The purpose of taking shortcuts is to reduce travelling time, especially when you are late for an appointment. However, do they actually work, and are they dangerous?
We all love shortcuts. If we can do something that much quicker, it would be a win-win situation for most of us. Drivers are no different. Getting to our destination more quickly makes us happy. When we see a shortcut, we can get fixated on the advantage of going for it, even if it may not guarantee success. And while we are focused on being more efficient, we tend to forget about safety.
There are some advantages to taking a shortcut apart from saving time. Your car spends less time idling in a traffic jam, and less idling also means less pollution from your car.
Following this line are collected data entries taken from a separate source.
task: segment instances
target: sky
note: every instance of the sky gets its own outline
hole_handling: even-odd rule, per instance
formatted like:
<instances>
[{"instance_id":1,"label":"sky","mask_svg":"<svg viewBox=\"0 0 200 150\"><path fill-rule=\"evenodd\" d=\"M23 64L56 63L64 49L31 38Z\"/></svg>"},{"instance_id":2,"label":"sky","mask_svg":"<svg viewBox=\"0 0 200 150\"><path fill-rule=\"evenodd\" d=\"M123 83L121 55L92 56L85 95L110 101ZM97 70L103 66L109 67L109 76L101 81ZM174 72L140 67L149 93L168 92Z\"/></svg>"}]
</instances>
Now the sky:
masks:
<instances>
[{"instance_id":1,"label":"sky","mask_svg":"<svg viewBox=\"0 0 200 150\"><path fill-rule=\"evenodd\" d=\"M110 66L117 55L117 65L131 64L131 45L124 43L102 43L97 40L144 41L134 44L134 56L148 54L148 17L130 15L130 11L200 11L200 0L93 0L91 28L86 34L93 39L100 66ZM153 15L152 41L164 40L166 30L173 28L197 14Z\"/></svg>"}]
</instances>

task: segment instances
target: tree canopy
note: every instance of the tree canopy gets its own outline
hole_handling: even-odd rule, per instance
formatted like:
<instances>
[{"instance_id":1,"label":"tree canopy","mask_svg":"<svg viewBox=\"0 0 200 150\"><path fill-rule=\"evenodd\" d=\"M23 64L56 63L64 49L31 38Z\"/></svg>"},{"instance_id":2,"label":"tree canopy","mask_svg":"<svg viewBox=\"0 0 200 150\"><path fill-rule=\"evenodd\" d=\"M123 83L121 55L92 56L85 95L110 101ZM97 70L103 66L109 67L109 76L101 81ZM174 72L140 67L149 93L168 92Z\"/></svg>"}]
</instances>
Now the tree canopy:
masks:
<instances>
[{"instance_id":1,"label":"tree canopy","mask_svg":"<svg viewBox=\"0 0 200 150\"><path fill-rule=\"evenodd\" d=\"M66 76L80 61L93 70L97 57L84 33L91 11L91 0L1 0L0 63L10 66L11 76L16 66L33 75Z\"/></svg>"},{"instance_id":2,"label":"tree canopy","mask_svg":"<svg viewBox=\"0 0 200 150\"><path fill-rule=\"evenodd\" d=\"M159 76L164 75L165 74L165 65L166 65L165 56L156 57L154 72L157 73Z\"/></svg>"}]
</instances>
Your car brakes don’t suffer from the stop-start traffic conditions as you crawl slowly on. Your blood pressure doesn’t go up. However, the shortcut option is justifiable only if you know that it will definitely be faster, that it saves you fuel, and that it is safe to do so.
Here we look at three different scenarios where drivers are most likely to attempt a shortcut and deviate from their usual driving habits and practices.
As a driver, you may find it more convenient to cut through a residential area to avoid heavy traffic. However, you need to keep in mind the safety of those who reside in these neighbourhoods. Even if it is a shortcut to you, you still have to abide by the speed limit and safety measures that cater to the elderly and those less mobile, as well as school-going children in these areas. Silver Zones and School Safety Zones in these areas require you to keep to a speed limit of 40km/h. In some Silver Zone locations, the speed limit has been lowered to 30km/h. Don’t compromise the safety of others in order to shave off a few minutes from your journey. As cars are expected to slow down at these zones, you may end up spending more time than saving it, which may be counter-effective.
UNFAMILIAR ROUTESIt may be tempting to explore unfamiliar routes on the fly but lack of familiarity with the roads and area could land you in trouble. You may end up driving on poorly conditioned roads that could damage your car’s tyres, or on roads that have multiple road bumps that stretch the limit of your car’s suspension. You and your car may well come off worse than if you had stayed on your original route!
CLOSED ENVIRONMENTSAnother place where drivers tend to take short-cuts are at shopping mall car parks. Doing so in such closed environments could pose a safety issue. Maybe it’s a kiasu attitude, but it seems there’s always someone hell-bent on finding the shortest route to the car park exit or a vacant lot at shopping mall car parks — never mind that it may mean driving across vacant lots just to reach the exit point sooner, or driving in the wrong direction to chope a vacant lot first. These are selfish acts that endanger yourself and other car park users.
Taking a shortcut may save you time, but it may compromise on safety. It is the responsibility of the driver to make sure any measures taken on the road always put safety first. So, it is best to keep abreast of traffic news and updates, and get to know your route well. You can plan for contingencies when congestion crops up or if you need to take a detour to avoid roadworks. Leaving earlier gives you adequate time to make your journey more pleasant and safe. It can also alleviate the stress of making it to your destination on time.